When Jennifer Aniston indulged Ross on "Friends" and wore the metallic bikini during foreplay, we gave a polite golf-clap because it was a simple and effective nod to our fetish.
But on Tuesday night, when cheesesteak-enhanced Ben Harr dropped his robe to reveal our beloved Leia outfit, it was as if millions of voice cried out in terror and then were suddenly silenced. Judges Paula, Randy and Simon did the right thing: Ben was immediately exiled to the forest moon of Endor where a thousand Ewoks tore every strand of hair off his chest with their bare teeth.
Ben, you should have done your research first. There are entire websites dedicated to this cultural phenomenon. For example, go to Leia's Metal Bikini, which is the closest thing to porn that 80s fans can view safely on their work computers. There you will find photos of Fisher in costume (along with scores of other scantily clad females in similar outfits) and even buy the outfit for your own Leia at home. It's enough to make you go to the dark side of the force -- if only for 10 to 15 minutes of quiet, alone time.

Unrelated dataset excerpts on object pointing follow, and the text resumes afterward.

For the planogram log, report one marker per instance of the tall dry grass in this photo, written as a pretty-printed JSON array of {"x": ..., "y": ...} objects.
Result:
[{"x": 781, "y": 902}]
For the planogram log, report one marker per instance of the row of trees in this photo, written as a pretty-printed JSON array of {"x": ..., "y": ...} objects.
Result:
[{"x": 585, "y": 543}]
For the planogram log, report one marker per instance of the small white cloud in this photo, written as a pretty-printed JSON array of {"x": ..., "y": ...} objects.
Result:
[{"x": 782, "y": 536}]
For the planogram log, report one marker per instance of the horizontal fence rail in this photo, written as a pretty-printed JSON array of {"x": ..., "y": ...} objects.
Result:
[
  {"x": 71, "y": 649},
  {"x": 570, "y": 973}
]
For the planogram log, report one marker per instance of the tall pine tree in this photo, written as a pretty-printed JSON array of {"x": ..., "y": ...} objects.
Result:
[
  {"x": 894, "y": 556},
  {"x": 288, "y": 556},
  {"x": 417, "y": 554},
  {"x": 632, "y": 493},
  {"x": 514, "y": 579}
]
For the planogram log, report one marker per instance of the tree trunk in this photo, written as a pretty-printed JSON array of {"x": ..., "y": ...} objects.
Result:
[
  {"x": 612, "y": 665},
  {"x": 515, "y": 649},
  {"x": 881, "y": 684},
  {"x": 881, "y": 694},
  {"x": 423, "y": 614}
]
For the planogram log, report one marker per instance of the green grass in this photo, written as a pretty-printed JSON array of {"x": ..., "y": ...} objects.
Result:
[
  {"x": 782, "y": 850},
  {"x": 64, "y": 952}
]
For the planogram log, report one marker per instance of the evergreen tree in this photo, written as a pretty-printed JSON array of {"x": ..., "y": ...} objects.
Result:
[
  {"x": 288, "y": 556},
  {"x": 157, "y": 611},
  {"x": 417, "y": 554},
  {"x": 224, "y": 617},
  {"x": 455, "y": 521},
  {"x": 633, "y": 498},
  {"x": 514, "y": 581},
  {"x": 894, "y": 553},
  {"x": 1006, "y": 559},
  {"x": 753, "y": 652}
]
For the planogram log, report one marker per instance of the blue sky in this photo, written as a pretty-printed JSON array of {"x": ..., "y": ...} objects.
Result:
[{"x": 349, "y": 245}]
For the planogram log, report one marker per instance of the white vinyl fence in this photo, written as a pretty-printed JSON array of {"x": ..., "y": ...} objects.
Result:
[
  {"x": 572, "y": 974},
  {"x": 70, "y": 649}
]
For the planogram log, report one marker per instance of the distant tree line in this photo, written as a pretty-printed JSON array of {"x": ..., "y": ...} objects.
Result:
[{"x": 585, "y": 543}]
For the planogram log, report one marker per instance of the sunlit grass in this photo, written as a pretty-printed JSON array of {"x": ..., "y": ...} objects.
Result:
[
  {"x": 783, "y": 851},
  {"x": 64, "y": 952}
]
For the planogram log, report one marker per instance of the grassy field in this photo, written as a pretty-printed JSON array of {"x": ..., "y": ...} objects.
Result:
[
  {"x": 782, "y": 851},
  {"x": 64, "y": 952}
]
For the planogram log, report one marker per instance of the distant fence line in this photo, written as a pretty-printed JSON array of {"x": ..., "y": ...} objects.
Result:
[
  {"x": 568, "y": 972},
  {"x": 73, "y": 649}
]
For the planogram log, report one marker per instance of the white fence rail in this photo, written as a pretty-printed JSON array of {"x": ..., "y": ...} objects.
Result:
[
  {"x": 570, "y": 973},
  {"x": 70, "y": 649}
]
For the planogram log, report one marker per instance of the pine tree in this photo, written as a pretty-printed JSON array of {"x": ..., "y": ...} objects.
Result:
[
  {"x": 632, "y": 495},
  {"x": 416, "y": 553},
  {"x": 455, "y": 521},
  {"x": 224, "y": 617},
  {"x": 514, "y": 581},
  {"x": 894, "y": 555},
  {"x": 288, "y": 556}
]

The urban legend among 80s nerds, proudly including myself, is that in 1983's "Return of the Jedi," Fisher's bikini didn't fit nearly as snuggly as Harr's version. When she would recline back against Jabba, the top and bottom of the metal outfit would push out from her body, giving nearby film crew members an unobstructed view of her bare goodies.
Fisher didn't mind -- she bragged in interviews that "slept with some nerd" to get the role in the first place. "Some nerd!" And you wonder why I wear that term as a badge of honor. Whereas Ben Harr wears it as a punchline. Now if you'll excuse me, I've got some more bikini browsing to do.